U.S. municipal bond trade markups face new regulatory scrutiny
WASHINGTON Jan 27 (Reuters) - The compensation that dealers receive in U.S. municipal bond trades is once again in regulators' crosshairs, with a member of the Securities and Exchange Commission saying on Monday that he is investigating how to give investors more information about markups.
SEC Commissioner Michael Piwowar, a Republican sworn in last August, is calling for retail investors to have a better sense of dealer markups - or compensation - in "riskless principal transactions."
Most individual investors are in the dark about how much dealers add to prices in trades.
In its sweeping report on the $3.7 trillion municipal bond market released more than a year ago, the SEC recommended requiring dealers to disclose markups, saying the lack of information put individual investors at a disadvantage. Since then, the commission has fallen quiet on the issue.
Regulation is hazy on dealer compensation. Dealers must disclose their remuneration if they act as agents facilitating trades, but not if they act as principals in the trade. For most trades in the municipal bond market, dealers are "riskless principals" purchasing securities from their customers and immediately reselling them to other dealers.
Piwowar told a meeting of the U.S. Chamber of Commerce that he asked the commission's municipal securities office "to work with me to develop a few proposals to improve how the fixed-income markets operate," highlighting markups as an area of concern.
Piwowar took an in-depth look at dealer compensation when he worked at the SEC as an economist, and his academic research on markups was frequently cited in the commission's 2012 report.
"We engaged in a lot of conversations with the dealers and the dealers were saying things like 'we commit capital to this market,'" he told reporters after the meeting.
"But we started looking at the data and a lot of these transactions look like they might be riskless principal transactions where the dealers aren't actually committing any capital," he said. "If they simply mark it up from where they bought it at, they don't have to disclose what the markup is."
Recording the markup would "enable investors to have better information," he added.
Piwowar did not give details about the proposals, or when they might be released.

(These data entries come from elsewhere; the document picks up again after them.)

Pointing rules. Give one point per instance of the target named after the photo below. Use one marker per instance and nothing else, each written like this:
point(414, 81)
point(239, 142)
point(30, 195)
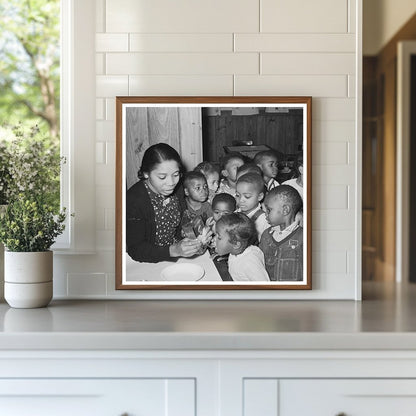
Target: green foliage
point(29, 225)
point(30, 63)
point(29, 164)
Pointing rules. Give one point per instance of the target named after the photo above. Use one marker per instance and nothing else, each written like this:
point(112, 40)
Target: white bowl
point(183, 272)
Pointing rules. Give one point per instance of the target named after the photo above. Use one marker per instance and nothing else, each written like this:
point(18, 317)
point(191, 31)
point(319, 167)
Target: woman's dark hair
point(239, 228)
point(156, 154)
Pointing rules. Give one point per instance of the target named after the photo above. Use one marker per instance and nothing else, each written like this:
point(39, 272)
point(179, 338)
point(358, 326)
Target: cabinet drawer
point(347, 397)
point(86, 397)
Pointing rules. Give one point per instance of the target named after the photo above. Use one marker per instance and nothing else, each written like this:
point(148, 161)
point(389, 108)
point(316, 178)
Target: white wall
point(235, 47)
point(381, 20)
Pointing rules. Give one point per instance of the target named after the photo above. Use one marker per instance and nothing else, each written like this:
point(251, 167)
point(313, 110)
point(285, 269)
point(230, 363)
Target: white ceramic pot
point(28, 279)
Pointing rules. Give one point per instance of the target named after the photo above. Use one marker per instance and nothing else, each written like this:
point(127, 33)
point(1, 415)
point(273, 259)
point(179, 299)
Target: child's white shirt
point(248, 266)
point(293, 183)
point(260, 222)
point(279, 235)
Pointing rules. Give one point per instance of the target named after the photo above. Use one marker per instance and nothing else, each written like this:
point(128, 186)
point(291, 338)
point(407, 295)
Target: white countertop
point(383, 320)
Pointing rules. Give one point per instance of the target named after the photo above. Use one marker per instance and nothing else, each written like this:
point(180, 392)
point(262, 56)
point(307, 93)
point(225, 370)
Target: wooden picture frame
point(205, 128)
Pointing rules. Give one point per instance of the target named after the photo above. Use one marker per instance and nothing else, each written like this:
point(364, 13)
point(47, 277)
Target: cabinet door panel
point(349, 397)
point(132, 397)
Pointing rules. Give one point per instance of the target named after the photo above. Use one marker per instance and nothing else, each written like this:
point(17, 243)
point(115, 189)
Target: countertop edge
point(158, 341)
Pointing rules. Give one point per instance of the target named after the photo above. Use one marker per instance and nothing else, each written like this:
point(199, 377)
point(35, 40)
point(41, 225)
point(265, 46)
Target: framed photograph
point(213, 193)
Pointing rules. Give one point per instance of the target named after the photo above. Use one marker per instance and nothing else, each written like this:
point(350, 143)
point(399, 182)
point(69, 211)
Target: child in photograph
point(212, 176)
point(198, 209)
point(222, 204)
point(235, 234)
point(282, 243)
point(249, 167)
point(297, 183)
point(230, 163)
point(250, 192)
point(267, 162)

In recent years, federal regulators have expressed concerns that individual investors, the "mom and pop" buyers that support the municipal bond market, do not have adequate information about the debt they use for income. An investigation by the Government Accountability Office concluded that those investors often paid more for bonds than banks and other institutions because of this lack of information.
The SEC enforces the rules for the market written by the Municipal Securities Rulemaking Board, a self-regulatory organization made up of banks, issuers and advisers. But FINRA, or the Financial Industry Regulatory Authority, has traditionally overseen markups and fined banks for not dealing fairly with their customers when they have tacked on excessive amounts. In one case in 2011, FINRA fined a bank for markups as large as 8.49 percent. Typically, they are closer to 2 percent.
"When you think about the number of securities in the market, the number of participants, the number of issuers, the spreads in these markets - I really think we can get more bang for our buck in terms of our resources and helping retail investors understand these markets better," Piwowar said.
He added that the coming flood of retiring baby boomers and current uneasiness about the direction of interest rates should inspire deeper consideration of pricing.